China internet crackdown
Major Chinese online companies have been ordered Sunday to quit pursuing and publishing original news stories by the country’s internet regulator. In this picture, a man scratches his face as he uses a computer at an internet cafe in Hefei, China, March 16, 2012. REUTERS/Stringer

Major Chinese online companies were ordered Sunday to quit pursuing and publishing original news stories by the country’s internet regulator, a Bloomberg report said.

The Cyberspace Administration of China called for the ban on several news portals, including Sina Corp., Tencent Holdings, Sohu.com Inc. and NetEase Inc., from publishing original reports alleging that the companies had “seriously violated” Chinese internet regulations by carrying news content which caused “huge negative effects,” the report said, citing local media sources.

The companies have reportedly been instructed to carry only reports which are provided by government-controlled news agencies. The latest ban gives the President Xi Jinping's government almost full control over online news and discussions the news sparks.

Malaysian newspaper The Star Online reported Monday that officials moved supervision of Tencent Web to Beijing after it published a typo related to President Jinping. The slip up led China’s Central Publicity Department to launch a probe into Tencent Web over what it described as a “significantly negative incident.”

The new ban adds to China’s internet crackdown.
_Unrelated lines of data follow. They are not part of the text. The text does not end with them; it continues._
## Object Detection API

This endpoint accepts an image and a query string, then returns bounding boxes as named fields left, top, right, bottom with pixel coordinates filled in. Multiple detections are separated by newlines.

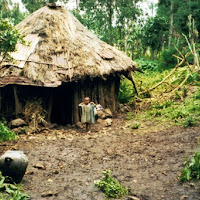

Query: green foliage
left=0, top=171, right=29, bottom=199
left=75, top=0, right=141, bottom=57
left=118, top=79, right=133, bottom=103
left=0, top=122, right=17, bottom=142
left=143, top=90, right=200, bottom=127
left=187, top=72, right=200, bottom=85
left=183, top=117, right=196, bottom=128
left=180, top=151, right=200, bottom=182
left=193, top=89, right=200, bottom=100
left=126, top=112, right=135, bottom=120
left=136, top=59, right=159, bottom=71
left=0, top=1, right=26, bottom=25
left=159, top=47, right=178, bottom=69
left=141, top=16, right=168, bottom=52
left=129, top=122, right=140, bottom=129
left=22, top=0, right=68, bottom=13
left=94, top=170, right=129, bottom=199
left=0, top=18, right=25, bottom=62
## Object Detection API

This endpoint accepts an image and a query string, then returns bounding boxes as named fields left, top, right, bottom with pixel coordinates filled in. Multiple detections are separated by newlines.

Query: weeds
left=0, top=172, right=29, bottom=199
left=0, top=123, right=17, bottom=142
left=179, top=151, right=200, bottom=182
left=183, top=117, right=196, bottom=128
left=129, top=122, right=140, bottom=129
left=126, top=112, right=135, bottom=120
left=119, top=79, right=134, bottom=103
left=94, top=170, right=129, bottom=199
left=129, top=88, right=200, bottom=128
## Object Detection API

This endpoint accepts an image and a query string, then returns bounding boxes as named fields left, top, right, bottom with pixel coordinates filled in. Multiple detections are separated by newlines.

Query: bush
left=159, top=46, right=194, bottom=70
left=159, top=47, right=177, bottom=69
left=180, top=152, right=200, bottom=182
left=183, top=117, right=196, bottom=128
left=94, top=170, right=129, bottom=199
left=193, top=89, right=200, bottom=100
left=0, top=123, right=17, bottom=142
left=135, top=59, right=159, bottom=71
left=118, top=79, right=133, bottom=103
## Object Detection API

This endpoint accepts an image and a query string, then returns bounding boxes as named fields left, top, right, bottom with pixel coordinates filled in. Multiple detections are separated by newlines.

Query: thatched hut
left=0, top=4, right=136, bottom=125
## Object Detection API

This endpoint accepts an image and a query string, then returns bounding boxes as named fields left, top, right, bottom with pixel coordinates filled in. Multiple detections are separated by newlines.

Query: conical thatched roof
left=0, top=4, right=136, bottom=87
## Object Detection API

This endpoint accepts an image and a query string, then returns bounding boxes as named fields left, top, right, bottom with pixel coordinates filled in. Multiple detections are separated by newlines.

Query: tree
left=74, top=0, right=141, bottom=58
left=22, top=0, right=68, bottom=13
left=141, top=16, right=168, bottom=58
left=0, top=1, right=26, bottom=25
left=0, top=18, right=25, bottom=65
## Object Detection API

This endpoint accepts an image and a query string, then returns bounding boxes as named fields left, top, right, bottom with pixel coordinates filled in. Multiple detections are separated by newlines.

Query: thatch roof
left=0, top=4, right=136, bottom=87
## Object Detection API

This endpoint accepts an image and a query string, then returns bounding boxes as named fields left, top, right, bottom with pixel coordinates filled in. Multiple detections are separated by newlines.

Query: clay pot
left=0, top=150, right=28, bottom=183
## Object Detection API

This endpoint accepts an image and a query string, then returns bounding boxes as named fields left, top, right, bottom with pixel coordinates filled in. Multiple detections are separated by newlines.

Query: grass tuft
left=94, top=170, right=129, bottom=199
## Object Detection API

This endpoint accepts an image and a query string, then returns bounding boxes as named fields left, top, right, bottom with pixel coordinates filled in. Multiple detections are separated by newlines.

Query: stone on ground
left=11, top=118, right=26, bottom=128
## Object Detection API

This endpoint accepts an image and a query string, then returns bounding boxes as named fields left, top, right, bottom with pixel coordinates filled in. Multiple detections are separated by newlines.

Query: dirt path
left=1, top=115, right=200, bottom=200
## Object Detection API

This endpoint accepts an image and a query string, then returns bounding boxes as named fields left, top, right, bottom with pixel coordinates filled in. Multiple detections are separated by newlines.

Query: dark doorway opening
left=51, top=84, right=73, bottom=125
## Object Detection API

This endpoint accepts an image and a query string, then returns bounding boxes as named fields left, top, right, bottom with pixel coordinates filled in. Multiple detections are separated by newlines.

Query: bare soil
left=1, top=115, right=200, bottom=200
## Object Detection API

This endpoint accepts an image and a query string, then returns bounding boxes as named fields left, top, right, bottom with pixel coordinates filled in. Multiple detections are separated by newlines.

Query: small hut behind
left=0, top=4, right=136, bottom=125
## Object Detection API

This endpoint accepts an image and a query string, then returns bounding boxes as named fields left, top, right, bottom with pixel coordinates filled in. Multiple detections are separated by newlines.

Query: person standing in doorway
left=79, top=97, right=95, bottom=133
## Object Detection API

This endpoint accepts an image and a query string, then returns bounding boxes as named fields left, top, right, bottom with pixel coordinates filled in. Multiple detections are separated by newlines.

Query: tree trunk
left=168, top=0, right=174, bottom=48
left=107, top=0, right=113, bottom=45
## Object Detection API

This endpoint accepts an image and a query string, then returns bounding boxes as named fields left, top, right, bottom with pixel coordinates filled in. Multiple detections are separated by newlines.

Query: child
left=79, top=97, right=95, bottom=133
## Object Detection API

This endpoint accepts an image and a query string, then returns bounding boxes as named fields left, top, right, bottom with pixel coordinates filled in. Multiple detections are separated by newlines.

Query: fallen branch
left=139, top=58, right=185, bottom=95
left=139, top=52, right=191, bottom=96
left=167, top=70, right=190, bottom=100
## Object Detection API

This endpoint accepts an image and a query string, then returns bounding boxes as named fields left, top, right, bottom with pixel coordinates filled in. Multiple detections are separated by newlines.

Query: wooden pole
left=13, top=86, right=22, bottom=117
left=0, top=88, right=1, bottom=112
left=98, top=80, right=105, bottom=107
left=110, top=80, right=116, bottom=112
left=47, top=88, right=53, bottom=122
left=73, top=85, right=79, bottom=124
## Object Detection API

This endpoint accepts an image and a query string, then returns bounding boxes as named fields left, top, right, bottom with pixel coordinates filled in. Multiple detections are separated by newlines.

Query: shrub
left=193, top=89, right=200, bottom=100
left=94, top=170, right=129, bottom=199
left=183, top=117, right=196, bottom=128
left=159, top=47, right=177, bottom=69
left=118, top=79, right=133, bottom=103
left=135, top=59, right=159, bottom=71
left=159, top=46, right=193, bottom=70
left=180, top=152, right=200, bottom=182
left=187, top=72, right=200, bottom=84
left=0, top=123, right=17, bottom=142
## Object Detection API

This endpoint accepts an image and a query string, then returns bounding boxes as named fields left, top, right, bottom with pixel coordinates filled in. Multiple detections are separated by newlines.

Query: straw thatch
left=0, top=4, right=136, bottom=87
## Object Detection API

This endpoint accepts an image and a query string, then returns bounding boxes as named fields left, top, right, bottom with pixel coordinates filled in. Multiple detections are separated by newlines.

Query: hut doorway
left=51, top=84, right=73, bottom=125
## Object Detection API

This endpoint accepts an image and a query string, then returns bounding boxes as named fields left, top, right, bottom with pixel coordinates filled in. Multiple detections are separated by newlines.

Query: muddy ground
left=1, top=115, right=200, bottom=200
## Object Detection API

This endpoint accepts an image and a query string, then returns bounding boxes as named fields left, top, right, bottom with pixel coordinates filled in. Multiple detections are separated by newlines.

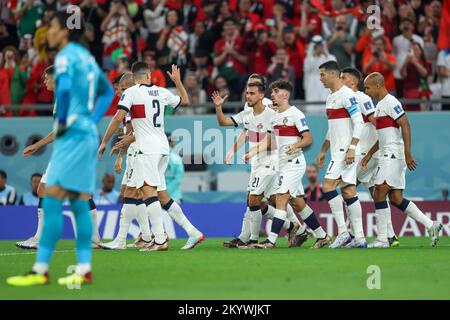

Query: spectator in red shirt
left=244, top=23, right=276, bottom=76
left=235, top=0, right=260, bottom=33
left=0, top=46, right=28, bottom=110
left=401, top=41, right=432, bottom=111
left=22, top=48, right=57, bottom=112
left=362, top=36, right=396, bottom=94
left=277, top=24, right=305, bottom=99
left=213, top=17, right=248, bottom=99
left=143, top=50, right=166, bottom=87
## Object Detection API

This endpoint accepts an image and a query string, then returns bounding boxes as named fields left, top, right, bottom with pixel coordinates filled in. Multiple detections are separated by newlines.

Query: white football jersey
left=325, top=85, right=362, bottom=157
left=118, top=84, right=181, bottom=155
left=231, top=106, right=277, bottom=170
left=374, top=94, right=405, bottom=159
left=243, top=97, right=273, bottom=112
left=270, top=106, right=309, bottom=164
left=355, top=91, right=378, bottom=157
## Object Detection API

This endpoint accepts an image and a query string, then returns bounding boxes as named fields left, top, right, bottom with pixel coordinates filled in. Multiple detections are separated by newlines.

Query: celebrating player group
left=214, top=60, right=443, bottom=250
left=5, top=12, right=443, bottom=288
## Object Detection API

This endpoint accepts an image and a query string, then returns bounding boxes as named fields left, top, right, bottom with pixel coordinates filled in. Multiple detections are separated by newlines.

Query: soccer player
left=99, top=72, right=154, bottom=250
left=15, top=66, right=102, bottom=251
left=340, top=67, right=400, bottom=247
left=317, top=60, right=367, bottom=248
left=214, top=76, right=309, bottom=248
left=220, top=74, right=276, bottom=248
left=362, top=72, right=442, bottom=248
left=98, top=62, right=204, bottom=251
left=7, top=12, right=114, bottom=286
left=246, top=79, right=331, bottom=249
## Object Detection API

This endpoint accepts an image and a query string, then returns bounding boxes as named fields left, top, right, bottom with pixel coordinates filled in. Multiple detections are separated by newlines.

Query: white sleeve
left=387, top=100, right=406, bottom=121
left=163, top=89, right=182, bottom=110
left=295, top=111, right=309, bottom=135
left=117, top=88, right=133, bottom=112
left=360, top=96, right=376, bottom=116
left=344, top=92, right=364, bottom=139
left=230, top=110, right=246, bottom=127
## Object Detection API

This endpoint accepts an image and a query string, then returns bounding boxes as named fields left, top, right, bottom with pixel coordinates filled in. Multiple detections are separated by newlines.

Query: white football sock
left=249, top=208, right=262, bottom=241
left=146, top=198, right=166, bottom=244
left=136, top=202, right=152, bottom=241
left=166, top=200, right=199, bottom=237
left=386, top=202, right=395, bottom=238
left=265, top=205, right=275, bottom=220
left=403, top=200, right=433, bottom=229
left=346, top=198, right=365, bottom=242
left=32, top=262, right=48, bottom=275
left=299, top=206, right=326, bottom=239
left=77, top=263, right=91, bottom=275
left=34, top=208, right=44, bottom=240
left=238, top=207, right=251, bottom=242
left=327, top=193, right=348, bottom=235
left=116, top=204, right=136, bottom=245
left=268, top=209, right=287, bottom=244
left=286, top=204, right=306, bottom=234
left=90, top=208, right=101, bottom=243
left=375, top=207, right=389, bottom=243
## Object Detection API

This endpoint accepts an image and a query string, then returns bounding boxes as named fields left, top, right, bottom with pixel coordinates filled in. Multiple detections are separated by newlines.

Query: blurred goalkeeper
left=7, top=12, right=114, bottom=287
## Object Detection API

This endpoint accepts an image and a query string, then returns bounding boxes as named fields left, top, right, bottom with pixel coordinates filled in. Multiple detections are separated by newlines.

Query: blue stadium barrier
left=1, top=113, right=450, bottom=200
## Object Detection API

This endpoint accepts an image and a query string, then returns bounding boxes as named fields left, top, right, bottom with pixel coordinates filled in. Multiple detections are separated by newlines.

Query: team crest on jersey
left=257, top=123, right=263, bottom=131
left=282, top=117, right=288, bottom=126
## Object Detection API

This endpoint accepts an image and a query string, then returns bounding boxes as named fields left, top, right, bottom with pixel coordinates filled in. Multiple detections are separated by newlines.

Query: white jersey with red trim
left=243, top=97, right=273, bottom=112
left=118, top=84, right=181, bottom=155
left=355, top=91, right=378, bottom=157
left=374, top=94, right=405, bottom=159
left=270, top=106, right=309, bottom=164
left=231, top=106, right=277, bottom=170
left=325, top=85, right=362, bottom=157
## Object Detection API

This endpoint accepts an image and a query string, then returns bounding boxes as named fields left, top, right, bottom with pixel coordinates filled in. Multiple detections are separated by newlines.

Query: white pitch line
left=0, top=250, right=75, bottom=257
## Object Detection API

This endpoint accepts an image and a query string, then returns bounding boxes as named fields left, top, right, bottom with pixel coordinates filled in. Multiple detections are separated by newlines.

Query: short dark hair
left=247, top=82, right=265, bottom=93
left=222, top=17, right=238, bottom=26
left=0, top=170, right=6, bottom=180
left=248, top=73, right=266, bottom=86
left=319, top=60, right=340, bottom=72
left=31, top=173, right=42, bottom=179
left=341, top=67, right=362, bottom=83
left=44, top=65, right=54, bottom=75
left=269, top=79, right=293, bottom=93
left=131, top=61, right=150, bottom=75
left=52, top=11, right=85, bottom=43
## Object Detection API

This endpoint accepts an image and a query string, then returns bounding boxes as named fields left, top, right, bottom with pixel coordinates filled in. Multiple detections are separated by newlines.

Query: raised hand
left=23, top=144, right=39, bottom=157
left=211, top=91, right=228, bottom=107
left=166, top=64, right=181, bottom=83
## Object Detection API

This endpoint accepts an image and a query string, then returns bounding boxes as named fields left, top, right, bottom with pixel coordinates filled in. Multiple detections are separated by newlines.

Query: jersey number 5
left=153, top=100, right=161, bottom=127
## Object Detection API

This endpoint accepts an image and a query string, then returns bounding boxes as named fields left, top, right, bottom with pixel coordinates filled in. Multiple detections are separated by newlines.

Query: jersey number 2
left=153, top=100, right=161, bottom=127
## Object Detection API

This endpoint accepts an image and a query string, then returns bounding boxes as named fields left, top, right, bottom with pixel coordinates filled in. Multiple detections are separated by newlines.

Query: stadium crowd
left=0, top=0, right=449, bottom=116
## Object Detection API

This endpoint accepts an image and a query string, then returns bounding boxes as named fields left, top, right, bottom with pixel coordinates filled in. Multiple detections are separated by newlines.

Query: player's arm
left=114, top=149, right=123, bottom=174
left=367, top=113, right=377, bottom=127
left=243, top=132, right=273, bottom=162
left=286, top=115, right=312, bottom=154
left=166, top=64, right=189, bottom=107
left=225, top=129, right=248, bottom=165
left=54, top=72, right=72, bottom=135
left=23, top=131, right=55, bottom=157
left=396, top=114, right=417, bottom=171
left=345, top=97, right=364, bottom=164
left=98, top=109, right=127, bottom=160
left=286, top=131, right=312, bottom=155
left=317, top=131, right=330, bottom=168
left=211, top=91, right=236, bottom=126
left=361, top=141, right=379, bottom=168
left=91, top=72, right=115, bottom=123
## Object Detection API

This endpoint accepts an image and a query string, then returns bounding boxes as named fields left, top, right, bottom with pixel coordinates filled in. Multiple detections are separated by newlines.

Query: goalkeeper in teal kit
left=7, top=12, right=114, bottom=287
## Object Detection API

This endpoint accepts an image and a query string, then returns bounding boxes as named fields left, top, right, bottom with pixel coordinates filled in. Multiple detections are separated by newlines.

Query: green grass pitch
left=0, top=237, right=449, bottom=300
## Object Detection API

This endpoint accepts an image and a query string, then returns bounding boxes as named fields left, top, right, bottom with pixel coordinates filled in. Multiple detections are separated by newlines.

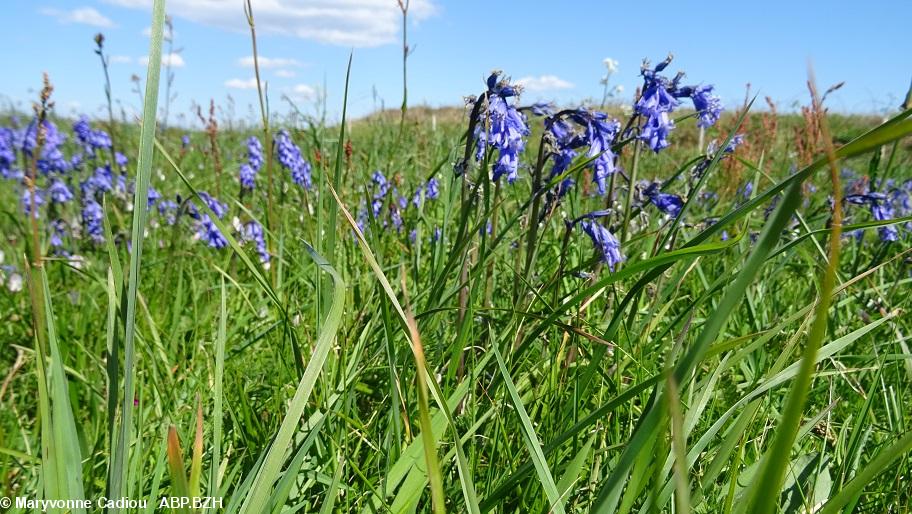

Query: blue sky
left=2, top=0, right=909, bottom=126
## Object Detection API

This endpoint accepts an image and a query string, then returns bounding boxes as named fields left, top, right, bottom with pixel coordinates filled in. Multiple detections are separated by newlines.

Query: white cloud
left=515, top=75, right=574, bottom=92
left=283, top=83, right=317, bottom=102
left=40, top=6, right=116, bottom=27
left=139, top=53, right=185, bottom=67
left=238, top=56, right=302, bottom=69
left=275, top=69, right=296, bottom=78
left=109, top=55, right=133, bottom=64
left=225, top=78, right=260, bottom=90
left=103, top=0, right=437, bottom=47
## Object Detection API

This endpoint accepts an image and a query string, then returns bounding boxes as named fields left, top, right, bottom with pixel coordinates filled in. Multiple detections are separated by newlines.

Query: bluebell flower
left=158, top=199, right=179, bottom=225
left=474, top=72, right=530, bottom=183
left=146, top=186, right=161, bottom=208
left=241, top=220, right=269, bottom=264
left=82, top=200, right=104, bottom=243
left=580, top=220, right=624, bottom=271
left=677, top=85, right=724, bottom=128
left=639, top=111, right=674, bottom=153
left=371, top=198, right=383, bottom=218
left=432, top=226, right=442, bottom=242
left=740, top=181, right=754, bottom=199
left=550, top=148, right=577, bottom=179
left=548, top=110, right=620, bottom=194
left=643, top=182, right=683, bottom=217
left=48, top=179, right=74, bottom=204
left=181, top=135, right=190, bottom=148
left=0, top=127, right=16, bottom=177
left=391, top=208, right=403, bottom=233
left=372, top=170, right=390, bottom=198
left=529, top=102, right=554, bottom=116
left=49, top=219, right=68, bottom=249
left=706, top=134, right=745, bottom=157
left=557, top=177, right=575, bottom=198
left=115, top=152, right=128, bottom=169
left=197, top=215, right=228, bottom=249
left=426, top=177, right=440, bottom=200
left=197, top=191, right=228, bottom=219
left=580, top=112, right=621, bottom=193
left=239, top=163, right=257, bottom=190
left=396, top=190, right=408, bottom=210
left=72, top=116, right=111, bottom=155
left=872, top=202, right=898, bottom=242
left=274, top=130, right=312, bottom=189
left=21, top=188, right=45, bottom=217
left=246, top=136, right=264, bottom=171
left=409, top=229, right=418, bottom=243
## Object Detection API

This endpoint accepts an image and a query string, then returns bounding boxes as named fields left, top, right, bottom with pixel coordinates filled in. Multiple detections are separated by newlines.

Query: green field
left=2, top=3, right=912, bottom=513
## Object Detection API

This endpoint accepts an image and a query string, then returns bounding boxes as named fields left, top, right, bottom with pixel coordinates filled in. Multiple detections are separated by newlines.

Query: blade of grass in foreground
left=493, top=346, right=566, bottom=514
left=744, top=72, right=844, bottom=514
left=207, top=276, right=227, bottom=511
left=329, top=180, right=479, bottom=514
left=109, top=0, right=165, bottom=507
left=26, top=262, right=87, bottom=511
left=238, top=243, right=345, bottom=514
left=591, top=174, right=806, bottom=513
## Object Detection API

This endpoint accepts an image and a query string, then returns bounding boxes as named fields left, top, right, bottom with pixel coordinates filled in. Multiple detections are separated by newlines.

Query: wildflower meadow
left=1, top=1, right=911, bottom=512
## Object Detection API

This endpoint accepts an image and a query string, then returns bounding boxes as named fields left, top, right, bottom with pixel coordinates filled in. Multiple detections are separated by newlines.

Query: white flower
left=603, top=58, right=619, bottom=74
left=614, top=85, right=625, bottom=94
left=8, top=273, right=23, bottom=293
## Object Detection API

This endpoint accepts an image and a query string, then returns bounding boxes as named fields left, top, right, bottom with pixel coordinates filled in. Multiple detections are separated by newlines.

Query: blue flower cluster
left=239, top=136, right=263, bottom=190
left=845, top=178, right=912, bottom=243
left=546, top=110, right=622, bottom=195
left=635, top=56, right=723, bottom=153
left=473, top=72, right=530, bottom=183
left=274, top=129, right=312, bottom=189
left=356, top=171, right=442, bottom=241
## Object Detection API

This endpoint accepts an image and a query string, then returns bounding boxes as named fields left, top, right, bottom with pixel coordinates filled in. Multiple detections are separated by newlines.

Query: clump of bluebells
left=274, top=130, right=312, bottom=189
left=635, top=55, right=724, bottom=153
left=355, top=170, right=442, bottom=242
left=452, top=57, right=729, bottom=275
left=468, top=72, right=530, bottom=183
left=239, top=136, right=263, bottom=191
left=844, top=177, right=912, bottom=243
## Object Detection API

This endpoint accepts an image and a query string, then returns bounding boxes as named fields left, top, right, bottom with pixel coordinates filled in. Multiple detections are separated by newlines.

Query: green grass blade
left=239, top=243, right=345, bottom=513
left=110, top=0, right=166, bottom=506
left=493, top=346, right=566, bottom=514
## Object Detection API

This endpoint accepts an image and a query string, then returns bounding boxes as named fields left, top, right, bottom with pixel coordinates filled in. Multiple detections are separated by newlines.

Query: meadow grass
left=1, top=3, right=912, bottom=513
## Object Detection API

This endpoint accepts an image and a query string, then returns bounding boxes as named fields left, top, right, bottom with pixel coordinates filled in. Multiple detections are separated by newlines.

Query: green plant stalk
left=244, top=0, right=277, bottom=286
left=747, top=79, right=844, bottom=514
left=109, top=0, right=165, bottom=507
left=620, top=140, right=640, bottom=243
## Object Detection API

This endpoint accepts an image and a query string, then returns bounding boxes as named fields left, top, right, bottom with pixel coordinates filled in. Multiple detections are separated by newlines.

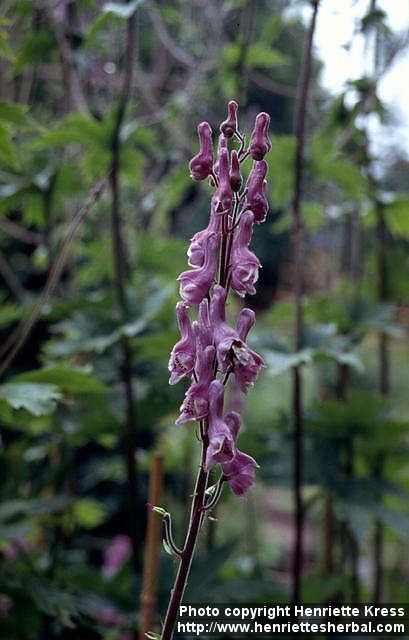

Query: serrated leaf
left=0, top=382, right=61, bottom=416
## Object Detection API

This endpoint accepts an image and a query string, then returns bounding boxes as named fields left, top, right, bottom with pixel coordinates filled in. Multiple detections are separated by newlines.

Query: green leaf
left=267, top=135, right=295, bottom=207
left=152, top=506, right=167, bottom=517
left=13, top=32, right=56, bottom=73
left=384, top=198, right=409, bottom=238
left=121, top=284, right=174, bottom=338
left=0, top=100, right=28, bottom=125
left=72, top=498, right=107, bottom=528
left=14, top=365, right=107, bottom=394
left=0, top=122, right=17, bottom=167
left=246, top=43, right=287, bottom=68
left=0, top=382, right=61, bottom=416
left=103, top=0, right=146, bottom=19
left=264, top=348, right=313, bottom=377
left=0, top=496, right=69, bottom=522
left=0, top=520, right=36, bottom=541
left=145, top=633, right=161, bottom=640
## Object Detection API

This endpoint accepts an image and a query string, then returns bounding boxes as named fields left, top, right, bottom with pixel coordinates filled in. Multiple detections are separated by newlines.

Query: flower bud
left=189, top=122, right=213, bottom=181
left=244, top=160, right=268, bottom=223
left=229, top=149, right=242, bottom=192
left=220, top=99, right=238, bottom=138
left=249, top=112, right=271, bottom=161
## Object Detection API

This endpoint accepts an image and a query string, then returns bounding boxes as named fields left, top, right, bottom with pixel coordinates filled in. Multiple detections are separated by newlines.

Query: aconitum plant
left=157, top=101, right=270, bottom=640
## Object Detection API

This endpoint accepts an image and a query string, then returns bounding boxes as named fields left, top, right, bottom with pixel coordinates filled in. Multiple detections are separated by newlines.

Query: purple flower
left=244, top=160, right=269, bottom=223
left=249, top=112, right=271, bottom=161
left=229, top=149, right=242, bottom=192
left=220, top=99, right=238, bottom=138
left=205, top=380, right=236, bottom=470
left=168, top=302, right=196, bottom=384
left=187, top=200, right=220, bottom=268
left=234, top=308, right=265, bottom=392
left=220, top=412, right=259, bottom=496
left=209, top=285, right=246, bottom=373
left=178, top=233, right=218, bottom=306
left=212, top=133, right=228, bottom=184
left=223, top=450, right=259, bottom=496
left=189, top=122, right=214, bottom=181
left=230, top=211, right=260, bottom=297
left=102, top=535, right=131, bottom=579
left=176, top=345, right=215, bottom=424
left=214, top=147, right=232, bottom=213
left=193, top=298, right=214, bottom=349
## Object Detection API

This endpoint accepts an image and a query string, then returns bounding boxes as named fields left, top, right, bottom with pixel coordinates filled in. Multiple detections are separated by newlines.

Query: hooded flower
left=214, top=147, right=232, bottom=213
left=230, top=210, right=260, bottom=297
left=244, top=160, right=269, bottom=223
left=168, top=302, right=196, bottom=384
left=249, top=112, right=271, bottom=161
left=178, top=233, right=218, bottom=306
left=234, top=308, right=265, bottom=392
left=222, top=450, right=259, bottom=496
left=176, top=345, right=215, bottom=424
left=220, top=99, right=238, bottom=138
left=205, top=380, right=236, bottom=470
left=187, top=200, right=221, bottom=268
left=220, top=412, right=259, bottom=496
left=189, top=121, right=214, bottom=181
left=193, top=298, right=214, bottom=350
left=209, top=284, right=251, bottom=373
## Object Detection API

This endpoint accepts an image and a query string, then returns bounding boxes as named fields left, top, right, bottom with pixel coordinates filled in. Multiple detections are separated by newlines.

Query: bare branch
left=0, top=217, right=42, bottom=245
left=0, top=175, right=109, bottom=378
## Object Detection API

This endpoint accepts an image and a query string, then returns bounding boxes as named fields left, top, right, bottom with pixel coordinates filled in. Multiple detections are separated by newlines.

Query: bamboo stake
left=139, top=454, right=164, bottom=639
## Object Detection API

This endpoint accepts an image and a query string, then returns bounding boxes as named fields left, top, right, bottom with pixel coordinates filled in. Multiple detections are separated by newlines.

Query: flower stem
left=160, top=424, right=209, bottom=640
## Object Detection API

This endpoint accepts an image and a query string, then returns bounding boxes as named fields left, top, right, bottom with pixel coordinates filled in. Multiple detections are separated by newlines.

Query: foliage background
left=0, top=0, right=408, bottom=638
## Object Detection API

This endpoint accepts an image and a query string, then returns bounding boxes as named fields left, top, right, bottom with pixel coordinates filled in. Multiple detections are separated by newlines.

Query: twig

On July 4, the Cyberspace Administration of China announced that it would launch a crackdown on online news articles sourced from social media in order to prevent the spread of fake news and rumors.

“It is forbidden to use hearsay to create news or use conjecture and imagination to distort the facts,” the regulator reportedly said, “All levels of the cyberspace administration must earnestly fulfill their management responsibility for internet content, strengthen supervision and investigation, severely probe and handle fake and unfactual news.”